Ongeschiktheidsontslag?
Het gaat volgens het hof bij een ongeschiktheidsontslag als hier aan de orde om de vraag of werknemer ongeschikt was tot het verrichten van de bedongen arbeid en zo ja, of Mbo Amersfoort hem hiervan tijdig in kennis heeft gesteld en hem in voldoende mate in de gelegenheid heeft gesteld zijn functioneren te verbeteren en of de ongeschiktheid niet het gevolg is van onvoldoende zorg van de Mbo Amersfoort voor scholing of voor de werkomstandigheden van werknemer. Tevens dient beoordeeld te worden of herplaatsing van werknemer binnen een redelijke termijn niet mogelijk was geweest of niet in de rede had gelegen. Tot slot moet het gehele proces schriftelijk worden vastgelegd. Het hof oordeelt dat van een daadwerkelijk doorlopen verbetertraject met betrekking tot het functioneren van werknemer geen sprake is geweest. Voor een ontslag wegens ongeschiktheid/disfunctioneren is een verbetertraject dat niet het beoogde resultaat heeft gehad, het uitgangspunt. Een verbetertraject heeft hier ten onrechte niet plaatsgevonden. Hiermee moet worden vastgesteld dat al niet is voldaan aan een essentiële voorwaarde voor een ongeschiktheidsontslag, ofwel de d-grond. Ook heeft Mbo Amersfoort niet voldaan aan het herplaatsingsvereiste.
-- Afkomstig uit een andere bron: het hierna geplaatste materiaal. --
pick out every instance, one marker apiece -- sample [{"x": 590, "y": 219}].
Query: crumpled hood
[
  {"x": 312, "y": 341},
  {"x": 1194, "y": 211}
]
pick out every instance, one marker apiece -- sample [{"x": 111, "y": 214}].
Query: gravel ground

Verstoorde arbeidsrelatie en combinatiegrond?
Het hof komt tot het oordeel dat het enkele feit dat werknemer als oorzaak voor de kritiek op zijn functioneren ook ziet de door hem in 2021 meegemaakte privégebeurtenissen en de door hem ervaren werkbelasting en Mbo Amersfoort vooral bij hem een gebrek aan zelfreflectie ervaart, nog niet maakt dat van een voldragen g-grond sprake is. Ook het feit dat niet voldaan is aan het herplaatsingsvereiste staat aan honorering van de g-grond in de weg. Voor een succesvol beroep op de cumulatiegrond is vereist dat een werkgever precies aangeeft en onderbouwt welke omstandigheden uit twee of meer van de ontslaggronden ertoe hebben geleid dat in redelijkheid niet kan worden gevergd de arbeidsovereenkomst te laten voortduren. Daaraan heet Mbo Amersfoort niet voldaan. Het hof oordeelt dat er geen reden was en is om tot een beëindiging van de arbeidsovereenkomst te komen. Het hof merkt over de hervatting van werknemer nog op dat partijen dan alsnog invulling kunnen geven aan het door Mbo Amersfoort noodzakelijk geachte verbetertraject. Het is daarbij in beginsel aan haar om de verbeteringen te schetsen die zij wil zien en daarbij de nodige ondersteuning te bieden.